NEW ORLEANS (03/03/2000) - Building wireless data links to customers or employers has usually meant piecing together various products from many different vendors as a do-it-yourself project.
But now powerhouse computer vendors have stepped forward to offer packages of hardware, applications and services.
Among the vendors pitching such bundled services at the Wireless 2000 show last week were IBM, Sun Microsystems Inc. and Wireless Knowledge LLC, a joint venture of Microsoft Corp. and Qualcomm Inc. in San Diego.
"In one year, we are goingto own the segment for enabling wireless users," said Eric Schultz, CEO of San Diego-based Wireless Knowledge. "We will drive this market."
Schultz took over at Wireless Knowledge in November, one year after the formation of the joint venture - a year that many analysts described as a period of hesitation and floundering at the company.
But according to Schultz, the past 15 months have been devoted to improving products, including the Workstyle Server, which Wireless Knowledge announced Feb. 22. It provides wireless intranet access for large businesses.
Several large customers have signed up for Wireless Knowledge services or products, although none are ready to go public, Schultz said.
Sun last week announced enterprise wireless services with iPlanet E-Commerce Solutions in Mountain View, Calif., and Palm Inc. in Santa Clara, Calif.
In addition, IBM last week announced WebSphere Transcoding Publisher, software that customizes Web content to match the parameters of a receiving device, whether it's a smart phone or handheld device or a browser in a car. That announcement builds on IBM's recent deal with AT&T Corp. to provide software and services over the AT&T wireless network.
"There really is a feeding frenzy going on in wireless," said analyst Alan Reiter at Wireless Internet and Mobile Computing, a consultancy in Chevy Chase, Md. He was referring to the many companies starting to offer wireless data services in hopes there will be a huge market.
Analysts said it remains to be seen whether large U.S. businesses will opt for services from big vendors or do the work themselves.

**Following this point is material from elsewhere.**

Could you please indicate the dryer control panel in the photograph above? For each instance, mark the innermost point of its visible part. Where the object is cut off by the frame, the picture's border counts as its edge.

Joseph Ferra, a senior vice president at Fidelity Investments in Boston, said his company is open to working with large integrators but until now has had to work solo.
In recent months, Fidelity has added 33,000 customers using wireless two-way pagers to make stock trades. And the firm is experimenting with Palm VII wireless handhelds to give employees access to customer data, Ferra said.
Fidelity had to forge ahead on its own - evaluating products and finding vendors - so it could reach the market quickly, Ferra said.